Le Docteur [X] s’avère ne pas avoir répondu clairement à la question de l’existence de difficultés graves ou absolues aux activités quotidiennes, dans les conclusions de son rapport. Il a néanmoins indiqué dans le chapitre de son rapport consacré à la discussion que « l’évolution de l’enfant grâce à la prise en charge importante qui est faite pour la réduction de ses difficultés montre une dimension positive car il a pu poursuivre sa scolarité mais persistent des troubles de la sociabilité, du comportement, la nécessité d’une surveillance constante, la mise en danger, différents troubles liés aux difficultés sensorielles. Il existe une restriction grave aux activités quotidiennes à la date du 3 février 2023 ».
Ainsi, au regard de ces éléments, le tribunal retiendra l’existence de difficultés graves en ce qui concerne a minima la communication avec les tiers, l’orientation dans le temps et dans l’espace, la maîtrise du comportement et la gestion de sa sécurité personnelle.
Par suite, les parents sont fondés à soutenir qu’ils remplissent les conditions d’attribution de cette prestation. Ils seront renvoyés devant la MDPH des Hauts-de-Seine pour la fixation de ses modalités.
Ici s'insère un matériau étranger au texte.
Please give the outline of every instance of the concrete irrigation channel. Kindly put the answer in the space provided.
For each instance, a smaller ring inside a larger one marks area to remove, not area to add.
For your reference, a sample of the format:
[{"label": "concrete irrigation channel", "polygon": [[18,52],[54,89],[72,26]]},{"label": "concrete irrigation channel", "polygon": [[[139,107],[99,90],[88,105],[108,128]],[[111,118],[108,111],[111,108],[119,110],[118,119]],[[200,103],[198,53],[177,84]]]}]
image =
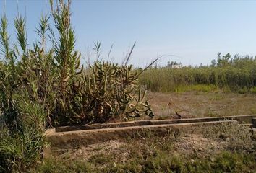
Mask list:
[{"label": "concrete irrigation channel", "polygon": [[45,156],[59,155],[58,151],[77,148],[108,140],[119,140],[136,136],[146,130],[158,135],[168,132],[183,131],[187,133],[195,128],[207,128],[226,123],[241,123],[256,128],[256,115],[189,118],[179,120],[138,120],[89,125],[57,127],[46,132],[50,146],[45,148]]}]

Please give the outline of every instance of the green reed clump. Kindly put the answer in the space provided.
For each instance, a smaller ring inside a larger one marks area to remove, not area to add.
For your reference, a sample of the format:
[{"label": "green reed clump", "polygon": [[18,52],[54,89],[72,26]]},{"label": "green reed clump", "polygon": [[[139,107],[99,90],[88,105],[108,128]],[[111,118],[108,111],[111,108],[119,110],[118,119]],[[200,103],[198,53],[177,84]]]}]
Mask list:
[{"label": "green reed clump", "polygon": [[253,92],[256,86],[256,58],[236,55],[227,59],[228,56],[218,58],[218,63],[210,66],[152,68],[140,76],[140,84],[153,92],[187,91],[188,87],[190,90],[201,90],[201,87],[194,86],[202,85],[209,86],[213,90]]},{"label": "green reed clump", "polygon": [[[145,69],[136,72],[127,65],[135,45],[122,65],[98,56],[85,71],[75,50],[71,1],[50,4],[51,15],[41,16],[33,46],[22,16],[14,21],[14,43],[6,15],[1,17],[0,172],[36,165],[47,128],[153,115],[137,81]],[[95,45],[98,51],[100,44]]]}]

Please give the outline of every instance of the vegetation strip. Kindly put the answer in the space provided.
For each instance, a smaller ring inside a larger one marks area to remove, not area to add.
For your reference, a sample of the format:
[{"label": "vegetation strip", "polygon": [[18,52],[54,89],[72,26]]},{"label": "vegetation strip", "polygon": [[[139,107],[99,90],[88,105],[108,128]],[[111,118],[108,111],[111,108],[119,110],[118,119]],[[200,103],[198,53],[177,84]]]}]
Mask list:
[{"label": "vegetation strip", "polygon": [[56,132],[65,132],[65,131],[73,131],[73,130],[101,129],[101,128],[122,128],[122,127],[130,127],[130,126],[175,124],[175,123],[184,123],[210,122],[210,121],[218,121],[218,120],[223,121],[223,120],[235,120],[239,121],[239,123],[247,123],[253,124],[252,123],[253,117],[256,117],[256,115],[201,117],[201,118],[187,118],[187,119],[181,119],[181,120],[138,120],[138,121],[131,121],[131,122],[88,125],[85,125],[63,126],[63,127],[56,127],[55,129],[56,129]]}]

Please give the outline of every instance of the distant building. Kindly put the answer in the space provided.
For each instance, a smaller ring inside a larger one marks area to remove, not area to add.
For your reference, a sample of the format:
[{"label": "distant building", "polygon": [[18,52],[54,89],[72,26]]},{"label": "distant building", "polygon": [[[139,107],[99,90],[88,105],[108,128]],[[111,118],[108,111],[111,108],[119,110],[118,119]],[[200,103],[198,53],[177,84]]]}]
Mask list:
[{"label": "distant building", "polygon": [[166,66],[170,68],[182,68],[182,66],[181,63],[177,63],[176,61],[168,62]]},{"label": "distant building", "polygon": [[182,68],[182,64],[171,65],[171,68]]}]

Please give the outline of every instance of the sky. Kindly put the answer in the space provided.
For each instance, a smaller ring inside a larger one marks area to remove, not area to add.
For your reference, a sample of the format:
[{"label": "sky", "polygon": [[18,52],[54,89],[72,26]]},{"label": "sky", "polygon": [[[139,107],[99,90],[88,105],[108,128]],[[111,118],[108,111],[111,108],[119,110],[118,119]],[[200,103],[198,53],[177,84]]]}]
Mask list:
[{"label": "sky", "polygon": [[[46,4],[50,12],[48,1],[0,0],[1,14],[4,1],[12,40],[18,9],[26,16],[31,45]],[[130,61],[135,66],[161,56],[159,66],[171,61],[195,66],[210,64],[218,52],[256,55],[256,1],[73,0],[72,12],[76,48],[85,60],[97,41],[103,59],[114,45],[111,58],[116,63],[136,41]]]}]

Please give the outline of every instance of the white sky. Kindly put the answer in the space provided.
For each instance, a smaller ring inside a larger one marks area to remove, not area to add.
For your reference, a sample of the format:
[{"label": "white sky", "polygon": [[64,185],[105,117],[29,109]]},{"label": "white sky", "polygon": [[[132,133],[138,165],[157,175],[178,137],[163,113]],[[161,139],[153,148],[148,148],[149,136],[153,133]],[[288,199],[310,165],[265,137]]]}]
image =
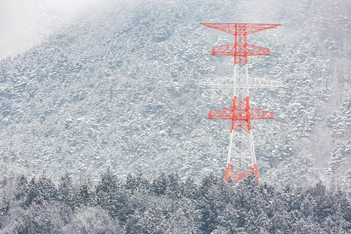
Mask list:
[{"label": "white sky", "polygon": [[0,59],[37,45],[101,0],[0,0]]}]

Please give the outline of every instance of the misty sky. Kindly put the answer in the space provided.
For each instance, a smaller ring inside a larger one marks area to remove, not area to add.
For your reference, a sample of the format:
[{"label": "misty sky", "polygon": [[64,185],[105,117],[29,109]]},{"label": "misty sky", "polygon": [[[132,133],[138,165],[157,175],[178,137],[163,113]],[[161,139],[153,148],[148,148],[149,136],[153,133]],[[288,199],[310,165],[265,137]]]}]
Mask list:
[{"label": "misty sky", "polygon": [[16,55],[38,45],[101,2],[0,1],[0,59]]}]

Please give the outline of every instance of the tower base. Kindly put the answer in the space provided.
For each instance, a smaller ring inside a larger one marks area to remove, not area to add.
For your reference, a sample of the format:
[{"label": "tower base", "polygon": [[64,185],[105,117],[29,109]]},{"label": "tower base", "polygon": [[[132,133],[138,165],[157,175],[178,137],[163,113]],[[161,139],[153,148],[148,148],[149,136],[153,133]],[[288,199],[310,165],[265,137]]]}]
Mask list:
[{"label": "tower base", "polygon": [[248,175],[252,173],[257,178],[258,186],[260,186],[260,181],[258,179],[258,172],[257,171],[257,165],[255,163],[252,166],[247,169],[244,172],[242,172],[236,167],[233,166],[230,163],[228,163],[226,168],[226,175],[225,181],[229,179],[233,183],[239,180],[243,180],[247,177]]}]

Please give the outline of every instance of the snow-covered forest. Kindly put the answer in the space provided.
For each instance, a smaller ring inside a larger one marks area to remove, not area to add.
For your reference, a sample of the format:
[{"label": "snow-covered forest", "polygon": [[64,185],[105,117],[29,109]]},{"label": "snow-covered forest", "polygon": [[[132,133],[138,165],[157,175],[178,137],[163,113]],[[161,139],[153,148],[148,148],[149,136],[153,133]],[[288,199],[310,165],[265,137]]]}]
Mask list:
[{"label": "snow-covered forest", "polygon": [[[250,180],[252,179],[252,182]],[[64,174],[11,173],[0,187],[3,233],[349,233],[351,206],[321,181],[278,190],[254,177],[233,185],[213,174],[199,183],[177,173],[123,181],[109,167],[95,184]]]},{"label": "snow-covered forest", "polygon": [[[48,4],[38,4],[36,17],[46,19]],[[230,123],[207,115],[231,106],[232,94],[198,86],[232,74],[232,58],[210,54],[233,38],[199,23],[281,24],[248,36],[272,55],[249,58],[249,75],[284,86],[250,93],[252,107],[275,116],[252,122],[260,180],[278,190],[289,183],[297,193],[319,189],[321,180],[351,197],[349,1],[105,1],[85,11],[38,45],[0,61],[2,164],[16,165],[28,181],[36,175],[34,183],[43,171],[98,180],[108,166],[123,181],[142,173],[154,181],[162,171],[183,181],[223,176]],[[2,179],[11,177],[2,171]],[[18,205],[19,213],[29,207]],[[113,217],[98,209],[92,213]],[[143,218],[138,212],[135,218]],[[324,220],[310,221],[324,228]]]}]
Sur les demandes accessoires
En application de l’article 696 du code de procédure civile, désormais applicable aux instances en cours en suite de l’abrogation des dispositions de l’article R144-10 du code de la sécurité sociale à la suite de l’entrée en vigueur du décret n°2018-928 du 29 octobre 2018, il conviendra de condamner la MDPH des Hauts-de-Seine, qui succombe partiellement, aux dépens de l’instance.
La MDPH des Hauts-de-Seine sera condamnée à payer à Monsieur [F] [P] et Madame [E] [D], ès-qualités de représentants légaux de leur enfant [R] [P], la somme de 1.500 € sur le fondement de l’article 700 du code de procédure civile.
L’exécution provisoire du présent jugement, nécessaire et compatible avec la nature de l’affaire, sera ordonnée.
PAR CES MOTIFS,
Le tribunal, statuant par décision contradictoire, rendue en premier ressort et par mise à disposition au greffe :
CONSTATE le désistement d’instance de Monsieur [F] [P] et de Madame [E] [D], ès-qualités de représentants légaux de l’enfant [R] [P], en ce qui concerne les demandes d’attribution d’une carte mobilité inclusion mention « stationnement » et d’une aide humaine mutualisée ;
DIT que le taux d’incapacité de [R] [P] à la date de la demande, soit le 3 février 2023, était compris entre 50 et 79 % ;
ACCORDE à Monsieur [F] [P] et à Madame [E] [D], ès-qualités de représentants légaux de l’enfant [R] [P], l'[1] de base avec un taux d’incapacité compris entre 50 et 79 %, en suite de leur demande en date du 3 février 2023, pour la période comprise entre le 1er mars 2023 et le 28 février 2027 ;
ACCORDE à Monsieur [F] [P] et à Madame [E] [D], ès-qualités de représentants légaux de l’enfant [R] [P], un complément de l’AEEH de 2ème catégorie, en suite de leur demande en date du 3 février 2023, pour la période comprise entre le 1er mars 2023 et le 28 février 2027 ;
DIT et JUGE que Monsieur [F] [P] et Madame [E] [D], ès-qualités de représentants légaux de leur enfant [R] [P], sont fondés à solliciter la prestation de compensation du handicap ;
Et, en conséquence,
RENVOIE Monsieur [F] [P] et Madame [E] [D], ès-qualités de représentants légaux de leur enfant [R] [P], auprès de la MDPH des Hauts-de-Seine pour la fixation des modalités de la prestation de compensation du handicap ;
CONDAMNE la MDPH des Hauts-de-Seine à payer à Monsieur [F] [P] et à Madame [E] [D], ès-qualités de représentants légaux de leur enfant [R] [P], la somme de 1.500 € sur le fondement de l’article 700 du code de procédure civile ;
ORDONNE l’exécution provisoire du présent jugement ;
DÉBOUTE les parties de toutes demandes plus amples ou contraires ;
CONDAMNE la MDPH des Hauts-de-Seine aux entiers dépens.
Et le présent jugement est signé par Matthieu DANGLA, Vice-Président et par Marine MORISSEAU, Greffière, présents lors du prononcé.